Brady won the night’s MVP award for a tidy 21-of-29 performance for 201 yards and three touchdowns, though one could argue the recognition was also about the massive organizational culture shift that ensued upon his arrival. But it’s important not to forget Bowles, who was not eligible for an MVP vote. The work of his front four and the steadiness in Tampa’s secondary contributed to one of the more brilliant defensive performances in recent Super Bowl history. With a different quarterback under center, one could also make a fair argument for many of them for MVP consideration.
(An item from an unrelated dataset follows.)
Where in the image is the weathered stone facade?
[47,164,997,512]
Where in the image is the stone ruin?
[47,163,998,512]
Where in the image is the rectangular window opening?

Vita Vea, for example, averaged 3.6 yards of distance from Mahomes on all of his interior rushes and was particularly bullish on his opportunities to rush from the edge position. Vea, Shaq Barrett and Ndamukong Suh were above the league average in terms of average pressure. This, despite the fact that Tampa Bay blitzed only a handful of times after the double cornerback blitz. Just 9% of Mahomes’s dropbacks were met with a blitz (again, one of Tampa’s lowest blitz rates of the season).
The Chiefs’ offensive line, according to ESPN Stats and Info, still managed to record a pass block win rate of 67%, which shows it was not necessarily as disastrous as initially thought. That also means the Bucs were able to create pressure with just their front four, which left them with room to double or bracket Hill and keep Travis Kelce’s damage to a minimum (they logged a 34% pressure rate with just four rushers, according to Next Gen Stats). This was reflected on Mahomes’s snap-to-throw time, which was nearly 3.5 seconds, more than a second per snap longer than Brady, and his extremely low completion percentage below expectation. Basically, some of the pressure was due to Mahomes’s inability to get rid of the ball, but he did not get rid of the ball because there was nowhere to throw it.
The consistent pressure out of four-man fronts and the Buccaneers’ ability to sit in their nebulous 2-high shell defensively contributed to what I felt was the most fascinating development of the game. It almost lured the Chiefs into believing they could continue squeaking by with five-man protection. Indeed, Andy Reid did little to alter his protection plan at halftime, despite how defeated both tackles appeared by then.
After taking a spin through the second half, I counted every time the Chiefs used anything to negate the rush (exotic backfield motion, a running back staying in to chip, tight end blocking help or wide receiver chip blocking) and found five wide receiver chips in total, one running back chip and one instance of an additional tight end staying in to block (oddly, most of the time backup tight end Nick Keizer was in, he was running routes). The Chiefs used three intriguing backfield motion concepts but all on one series early in the second half before abandoning them altogether.
Next Gen Stats had the Chiefs in five-man protection a stunning 92.3% of the time, which is the third-highest total of any team since NGS started logging the statistic back in 2016.
It’s fascinating to watch a game in which a coach or coordinator has total control. In these moments, it’s almost like operating a vice grip. Bowles was able to place the Chiefs within his desired constraints and then slowly tighten the walls around them to the point that their offense finally resembled what it did in the fourth quarter: milquetoast, frantic, predictable and utterly helpless.
We might spend the coming days and weeks wondering why Reid didn’t do more to protect Mahomes. Why he and Eric Bieniemy did not do a better job of diversifying their looks and mixing up their personnel. But sometimes an opposing coach or coordinator simply presents you with a nightmare scenario from which there is no coming back. Sometimes, the game is lost before it even kicks off.